Un cliché s’installe : les joueurs Nintendo achèteraient surtout Mario, Zelda, Pokémon. Ce stéréotype, bien que partiellement fondé, devient une excuse pour les éditeurs tiers. Pourtant, les chiffres racontent une autre histoire :

• Monster Hunter Rise dépasse les 13 millions d’exemplaires, en exclusivité temporaire sur Switch.

• The Witcher 3 sur Switch dépasse le million d’unités, malgré ses limites techniques.

• Les jeux indés explosent : Hades, Dead Cells, Hollow Knight trouvent sur Switch un public fidèle.

Le problème n’est pas la demande, mais l’offre. Les AAA tiers arrivent peu, tard, ou en version dégradée. Le public Nintendo est là, mais il est sous-exploité.

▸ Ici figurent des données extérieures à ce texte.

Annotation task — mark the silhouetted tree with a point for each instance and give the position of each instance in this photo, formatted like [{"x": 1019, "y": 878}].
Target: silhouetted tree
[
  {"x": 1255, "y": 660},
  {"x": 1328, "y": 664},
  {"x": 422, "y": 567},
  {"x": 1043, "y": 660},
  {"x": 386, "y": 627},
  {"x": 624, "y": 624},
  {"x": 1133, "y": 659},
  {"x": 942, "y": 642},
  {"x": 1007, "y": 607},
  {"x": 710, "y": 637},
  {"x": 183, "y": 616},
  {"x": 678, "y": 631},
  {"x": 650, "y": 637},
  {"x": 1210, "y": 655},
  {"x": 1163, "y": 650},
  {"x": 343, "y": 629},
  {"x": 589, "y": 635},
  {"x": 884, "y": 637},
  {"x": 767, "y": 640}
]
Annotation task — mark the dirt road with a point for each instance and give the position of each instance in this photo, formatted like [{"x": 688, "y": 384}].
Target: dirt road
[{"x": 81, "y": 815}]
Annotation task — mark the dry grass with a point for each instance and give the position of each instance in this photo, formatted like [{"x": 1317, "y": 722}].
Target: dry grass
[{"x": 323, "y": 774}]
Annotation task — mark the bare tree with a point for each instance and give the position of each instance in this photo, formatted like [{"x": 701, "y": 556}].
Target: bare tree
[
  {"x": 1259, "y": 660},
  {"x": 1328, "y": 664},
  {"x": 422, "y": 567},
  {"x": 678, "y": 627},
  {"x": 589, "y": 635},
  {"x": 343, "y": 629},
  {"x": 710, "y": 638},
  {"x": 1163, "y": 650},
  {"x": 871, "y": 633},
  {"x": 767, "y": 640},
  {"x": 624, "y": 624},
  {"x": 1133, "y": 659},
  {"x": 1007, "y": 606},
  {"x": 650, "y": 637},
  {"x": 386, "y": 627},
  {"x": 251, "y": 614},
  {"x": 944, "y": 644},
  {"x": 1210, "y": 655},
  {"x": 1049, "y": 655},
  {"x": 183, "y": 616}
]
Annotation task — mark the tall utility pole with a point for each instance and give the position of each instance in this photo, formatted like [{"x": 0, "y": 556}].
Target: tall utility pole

Parenthèse portable : l’exception DS/3DS

Il faut noter que sur le terrain des consoles portables, Nintendo a su maintenir un lien fort avec certains éditeurs tiers :

• La Nintendo DS (2004) a accueilli des RPG majeurs comme Dragon Quest IX, The World Ends With You, Phoenix Wright.

• La 3DS (2011) a vu fleurir des licences comme Monster Hunter, Bravely Default, Fire Emblem (en partenariat avec Atlus).

Mais ces succès étaient souvent liés à des budgets plus modestes, des contraintes techniques acceptées, et un public plus ciblé. Le défi de la Switch 2 est différent : convaincre les éditeurs de lancer leurs AAA principaux, pas leurs spin-offs.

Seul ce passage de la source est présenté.